Washington, D.C. – U.S. Senate Republican Leader Mitch McConnell made the following remarks on the Senate floor regarding Senate Democrats’ plan to permanently extend the debt ceiling:
“Politicians regularly come to Washington promising fiscal responsibility. But too often, they can’t agree to cut spending when it counts.
“That’s why the Budget Control Act is such a big deal. Since Congress passed the BCA with overwhelming bipartisan majorities in 2011, Washington has actually reduced the level of government spending for two years running. That’s the first time this has happened since the Korean War.
“The BCA savings are such a big deal, in fact, that the President campaigned on it endlessly in 2012. He bragged about the bipartisan cuts in Colorado and Iowa. He trumpeted the reductions from coast to coast, telling audiences from California to Baltimore that he, quote, ‘signed $2 trillion of spending cuts into law.’
“As our Democrat friends like to say these days, elections matter. And the President explicitly staked his re-election on the back of these bipartisan cuts.
“I mean, just look at the exit polls from November. A majority of Americans said that government was doing too much. About two-thirds said raising taxes to cut the deficit was a non-starter. And compared to Obamacare, which more voters actually said they wanted to repeal, these levels of support are striking.
“So if our friends on the other side want to keep trying to claim an electoral mandate for retaining Obamacare – contradicted by the facts as they might be – well, using their own logic, we’d then have to call the mandate for reducing the size of government a ‘super mandate.’
“That’s why their new plan to undo the cuts the President campaigned on and increase the debt is so outrageous.

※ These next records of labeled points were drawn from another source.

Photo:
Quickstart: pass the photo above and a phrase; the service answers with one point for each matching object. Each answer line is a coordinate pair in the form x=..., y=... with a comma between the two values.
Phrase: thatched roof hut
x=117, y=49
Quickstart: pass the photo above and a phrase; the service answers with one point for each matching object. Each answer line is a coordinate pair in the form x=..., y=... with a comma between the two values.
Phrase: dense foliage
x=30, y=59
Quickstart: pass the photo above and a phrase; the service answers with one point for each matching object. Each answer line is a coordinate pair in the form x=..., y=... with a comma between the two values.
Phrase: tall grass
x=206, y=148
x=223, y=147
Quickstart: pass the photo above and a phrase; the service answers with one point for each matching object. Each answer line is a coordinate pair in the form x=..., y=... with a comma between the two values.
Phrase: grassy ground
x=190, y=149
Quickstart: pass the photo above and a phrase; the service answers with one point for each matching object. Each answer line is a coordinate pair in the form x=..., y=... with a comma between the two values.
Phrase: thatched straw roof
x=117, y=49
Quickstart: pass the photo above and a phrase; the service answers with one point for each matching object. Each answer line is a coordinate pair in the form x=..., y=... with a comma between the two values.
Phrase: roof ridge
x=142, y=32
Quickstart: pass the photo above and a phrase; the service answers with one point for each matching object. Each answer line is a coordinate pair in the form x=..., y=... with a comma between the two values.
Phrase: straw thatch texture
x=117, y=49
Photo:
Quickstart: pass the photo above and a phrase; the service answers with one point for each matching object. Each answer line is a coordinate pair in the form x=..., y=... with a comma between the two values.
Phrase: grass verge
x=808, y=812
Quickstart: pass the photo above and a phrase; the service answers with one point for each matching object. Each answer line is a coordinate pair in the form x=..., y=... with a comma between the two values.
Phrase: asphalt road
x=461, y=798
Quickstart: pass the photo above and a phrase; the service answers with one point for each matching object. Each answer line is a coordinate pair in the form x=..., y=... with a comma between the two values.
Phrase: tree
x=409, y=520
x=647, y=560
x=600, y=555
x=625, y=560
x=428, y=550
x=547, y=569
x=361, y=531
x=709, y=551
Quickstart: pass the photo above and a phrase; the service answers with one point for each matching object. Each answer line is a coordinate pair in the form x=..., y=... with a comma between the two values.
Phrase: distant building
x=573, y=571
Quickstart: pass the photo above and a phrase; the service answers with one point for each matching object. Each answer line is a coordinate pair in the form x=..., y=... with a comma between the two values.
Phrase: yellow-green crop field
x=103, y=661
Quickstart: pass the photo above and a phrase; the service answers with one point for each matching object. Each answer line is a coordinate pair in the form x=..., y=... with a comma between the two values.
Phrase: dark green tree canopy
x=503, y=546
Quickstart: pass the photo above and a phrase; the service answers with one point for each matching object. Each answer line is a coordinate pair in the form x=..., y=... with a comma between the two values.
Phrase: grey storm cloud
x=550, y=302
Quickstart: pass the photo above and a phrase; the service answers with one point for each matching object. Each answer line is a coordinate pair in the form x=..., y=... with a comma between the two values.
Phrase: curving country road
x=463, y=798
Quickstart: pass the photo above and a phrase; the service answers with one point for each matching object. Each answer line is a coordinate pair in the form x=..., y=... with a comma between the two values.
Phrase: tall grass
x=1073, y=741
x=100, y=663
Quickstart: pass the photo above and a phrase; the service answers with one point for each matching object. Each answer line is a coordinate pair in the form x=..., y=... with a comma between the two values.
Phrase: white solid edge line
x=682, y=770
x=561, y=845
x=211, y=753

“We hear that the Senior Senator from New York will soon announce a proposal to give the President permanent power to borrow more.
“In other words, he wants to extend the debt ceiling permanently by going around Congress. Let me repeat that: the so-called ‘Schumer-Obama Plan’ is a plan to permanently hand the President a credit card without spending limits, and without lifting a finger to address the national debt.
“It’s outrageous.
“Especially when you consider that our debt is now about $17 trillion, which makes us look a lot like a European country. We have to get our debt under control before we move any further down the road to Greece and Spain. And time is not on our side.
“Now, I hear that the Senator from New York is going to try and sell his proposal as a quote-unquote ‘McConnell Plan.’ I appreciate the attempt at a PR gimmick here, but there are two huge differences between the ‘Schumer-Obama Plan’ and what I’ve proposed in the past.
“First, ‘Schumer-Obama’ would raise the debt ceiling permanently. I reject that idea entirely.
“And second, unlike ‘Schumer-Obama,’ I believe that increases in the debt ceiling should be accompanied by reforms. That’s just what we did in 2011, when Congress raised the debt ceiling in return for enacting $2 trillion in bipartisan spending control – the spending control the President campaigned on endlessly.
“That’s the real ‘McConnell Plan.’ And if the Senator from New York is interested in working with me to enact another $2 trillion in bipartisan cuts, then let’s get down to brass tacks. The American people would love to see us working in a bipartisan way to help them.
“But if he insists on pushing this ‘Schumer-Obama Plan,’ he’s not going to find any dance partners on this side of the aisle.
“Because handing the President a permanent blank check, increasing the size of government, and trying to overturn the most significant bipartisan accomplishment of the Obama years – well, that’s just a non-starter.
“Our debt is a serious problem. I know Kentuckians think so. Like Americans all across the country, they understand it’s completely unsustainable over the long run – and they understand it’s standing in the way of jobs and economic growth today.
“So let’s shelve the gimmicks and the blank checks and get to work on more bipartisan plans to get spending under control.
“That’s what our constituents expect.”